BlackBerry Torch 9810
The Torch 9810 also offers some nice improvements, but it doesn't feel like the most exciting upgrade. Part of the reason why is because the overall design is very similar to the original Torch. It keeps the same shape and portrait slider design and though I understand that you can't completely change the look of a series, it wouldn't hurt RIM to shake things up a bit. A fresh paint job doesn't really cut it. Even worse, I thought the phone didn't quite have the same premium build as its predecessor and felt more plasticky.
It's still a very solid phone, and I was happy to see that RIM included a better display. The Torch 9810 features a 3.2-inch, 640x480-pixel touch screen, which isn't much compared to the competition, but I noticed pixels were less visible and text and images just looked smoother and brighter than before, so that's appreciated. I was able to quickly navigate through the phone's menus and launch applications, thanks to the faster 1.2GHz processor and improvements of BlackBerry OS 7.
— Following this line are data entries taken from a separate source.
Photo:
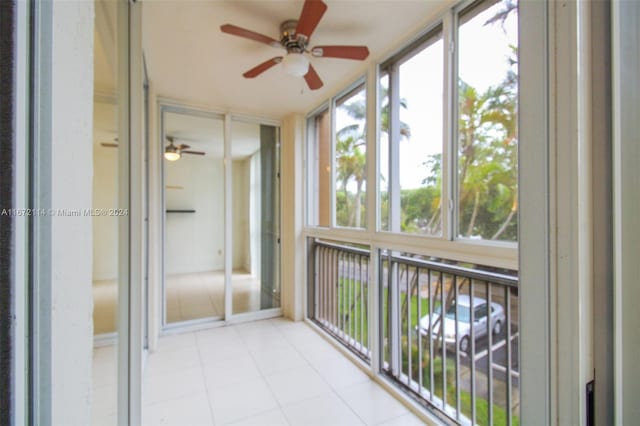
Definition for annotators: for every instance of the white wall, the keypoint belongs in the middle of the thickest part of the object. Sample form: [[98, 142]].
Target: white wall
[[71, 186], [195, 241], [293, 244], [241, 259]]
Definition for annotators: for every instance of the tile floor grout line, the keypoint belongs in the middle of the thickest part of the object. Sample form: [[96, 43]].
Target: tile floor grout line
[[206, 386], [264, 380]]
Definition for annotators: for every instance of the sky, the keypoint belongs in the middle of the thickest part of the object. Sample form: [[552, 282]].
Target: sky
[[482, 58]]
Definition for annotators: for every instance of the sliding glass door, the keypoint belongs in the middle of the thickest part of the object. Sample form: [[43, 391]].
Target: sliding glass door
[[255, 217], [221, 221], [193, 147]]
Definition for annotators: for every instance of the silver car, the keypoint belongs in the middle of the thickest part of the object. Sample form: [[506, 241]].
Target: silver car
[[480, 316]]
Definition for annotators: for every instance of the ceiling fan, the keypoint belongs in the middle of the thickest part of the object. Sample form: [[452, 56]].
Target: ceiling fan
[[294, 37], [173, 152]]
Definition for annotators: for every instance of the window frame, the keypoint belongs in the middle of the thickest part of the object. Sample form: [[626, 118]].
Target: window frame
[[311, 154], [494, 253]]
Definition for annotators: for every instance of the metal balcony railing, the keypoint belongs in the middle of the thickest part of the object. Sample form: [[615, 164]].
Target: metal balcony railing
[[450, 337], [338, 301], [448, 334]]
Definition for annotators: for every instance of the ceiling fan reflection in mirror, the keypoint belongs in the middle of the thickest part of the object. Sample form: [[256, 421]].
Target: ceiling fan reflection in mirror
[[294, 37], [173, 152]]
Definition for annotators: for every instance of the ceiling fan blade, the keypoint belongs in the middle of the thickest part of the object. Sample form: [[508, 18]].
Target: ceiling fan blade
[[344, 52], [241, 32], [312, 12], [256, 71], [312, 78]]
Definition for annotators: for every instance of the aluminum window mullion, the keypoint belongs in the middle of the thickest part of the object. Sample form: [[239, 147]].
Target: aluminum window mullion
[[507, 293], [449, 169]]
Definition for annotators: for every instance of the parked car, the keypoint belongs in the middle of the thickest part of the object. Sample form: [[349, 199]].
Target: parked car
[[464, 319]]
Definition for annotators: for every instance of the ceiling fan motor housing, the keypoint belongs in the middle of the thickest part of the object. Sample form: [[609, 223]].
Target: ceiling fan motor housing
[[291, 41]]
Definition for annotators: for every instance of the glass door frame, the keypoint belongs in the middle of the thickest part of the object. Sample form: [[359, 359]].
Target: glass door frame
[[166, 105]]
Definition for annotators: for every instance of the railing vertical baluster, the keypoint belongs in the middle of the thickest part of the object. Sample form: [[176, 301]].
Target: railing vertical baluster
[[490, 354], [507, 303], [338, 292], [457, 348], [419, 317], [362, 303], [409, 340], [397, 267], [340, 304], [352, 305], [430, 334], [444, 344], [472, 354]]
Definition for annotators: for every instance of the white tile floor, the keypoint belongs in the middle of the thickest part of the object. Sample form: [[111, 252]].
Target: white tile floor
[[272, 372]]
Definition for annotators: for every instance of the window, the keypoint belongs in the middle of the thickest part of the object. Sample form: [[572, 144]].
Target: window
[[411, 136], [487, 137], [351, 160], [452, 172], [319, 181], [337, 178]]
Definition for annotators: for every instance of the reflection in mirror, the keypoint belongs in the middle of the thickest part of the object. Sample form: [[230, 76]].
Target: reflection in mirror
[[105, 228], [255, 216], [194, 221]]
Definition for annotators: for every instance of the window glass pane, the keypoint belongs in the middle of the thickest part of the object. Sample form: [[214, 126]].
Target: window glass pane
[[383, 154], [351, 159], [411, 140], [487, 119], [319, 169], [420, 139]]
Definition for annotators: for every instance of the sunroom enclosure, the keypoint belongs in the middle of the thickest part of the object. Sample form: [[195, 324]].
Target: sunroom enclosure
[[412, 216]]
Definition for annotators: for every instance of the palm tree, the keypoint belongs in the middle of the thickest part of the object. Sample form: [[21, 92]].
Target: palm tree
[[351, 146]]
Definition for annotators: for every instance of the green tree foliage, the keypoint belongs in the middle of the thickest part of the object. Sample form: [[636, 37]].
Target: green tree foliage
[[487, 162]]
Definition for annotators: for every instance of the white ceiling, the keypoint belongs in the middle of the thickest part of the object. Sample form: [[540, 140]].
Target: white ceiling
[[190, 59]]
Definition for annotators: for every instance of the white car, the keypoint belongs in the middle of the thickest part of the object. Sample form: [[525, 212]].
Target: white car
[[464, 319]]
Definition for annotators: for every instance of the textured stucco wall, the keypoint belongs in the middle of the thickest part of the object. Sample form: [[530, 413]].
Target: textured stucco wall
[[293, 244], [72, 106]]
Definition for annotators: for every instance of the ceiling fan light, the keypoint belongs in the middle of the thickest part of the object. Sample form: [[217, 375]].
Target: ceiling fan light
[[295, 64], [172, 155]]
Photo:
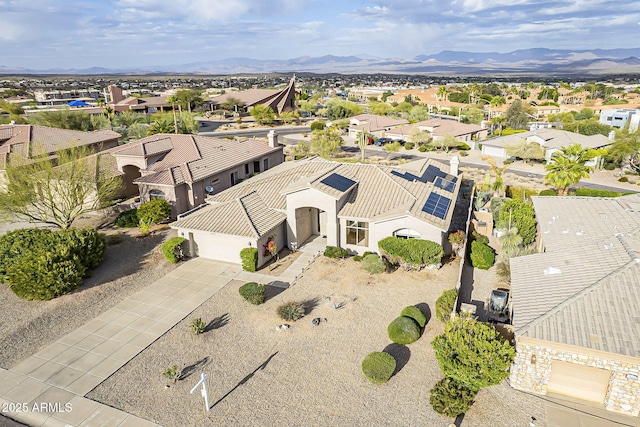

The slider mechanism used to expose the keyboard is very fluid and strong as the screen locks into place when pushed up. RIM said it made some slight tweaks to the keyboard; more specifically, it's slightly wider, but I can't say I noticed a huge difference between this model and the first Torch. Thus, my opinion of the keyboard is the same--it's generally comfortable and easy to use but users will larger thumbs will need some time to adjust and acclimate. One good thing is that the handset doesn't feel top heavy with the screen open, so the phone doesn't feel like it's going to tip over while you're typing.
RIM also gave me a demo of the use of augmented reality and the Wikitude app on the Torch 9810, and I have to say it's pretty cool. Its integration with BBM is probably most interesting for BlackBerry users. Basically with the app and the phone's magnetic compass, you can point your phone's camera at a location and see any nearby BBM users and interact with them. If a contact has a personalized avatar, that will even show up on screen. Though augmented reality is certainly nothing new, its integration with BlackBerry-specific features is some of that uniqueness we're looking for from RIM.
BlackBerry Torch 9860
RIM's history of all-touch-screen devices hasn't exactly been stellar. The BlackBerry Storm 1 and 2 had their fair share of problems, from sluggishness to buggy software to clunky hardware, so I was both a bit weary and anxious to check out the new BlackBerry Torch 9860 and after spending some brief time with it, let's just say I'm cautiously optimistic.
The Torch 9860 (and its Sprint counterpart, the Torch 9850) features a 3.7-inch touch screen, which is the largest display yet for a BlackBerry. It's a very clear and bright screen that again, isn't the sharpest on the block, but still, is a very good-looking screen. I watched a couple of video clips, and the images looked smooth and colors were bright. That said, the onscreen keyboard felt pretty cramped, especially in portrait mode. It was hard to type messages at a pretty quick rate without making mistakes.
On the bright side, I have to say that these are some of the fastest BlackBerrys I've ever used. The combination of the 1.2GHz processor and BlackBerry OS 7's Liquid Graphics technology allowed me to easily swipe through the various menus, and apps launched quickly. RIM also touts the fact that OS 7's Web performance is 40 percent faster than BlackBerry OS 6 and 100 percent faster than BlackBerry OS 5. Personally, I didn't experience this, but there were network connectivity issues at the event. I did notice pages were loading slightly faster than what I've seen on BlackBerrys before, but this is something we'll really have to test once we get a review unit.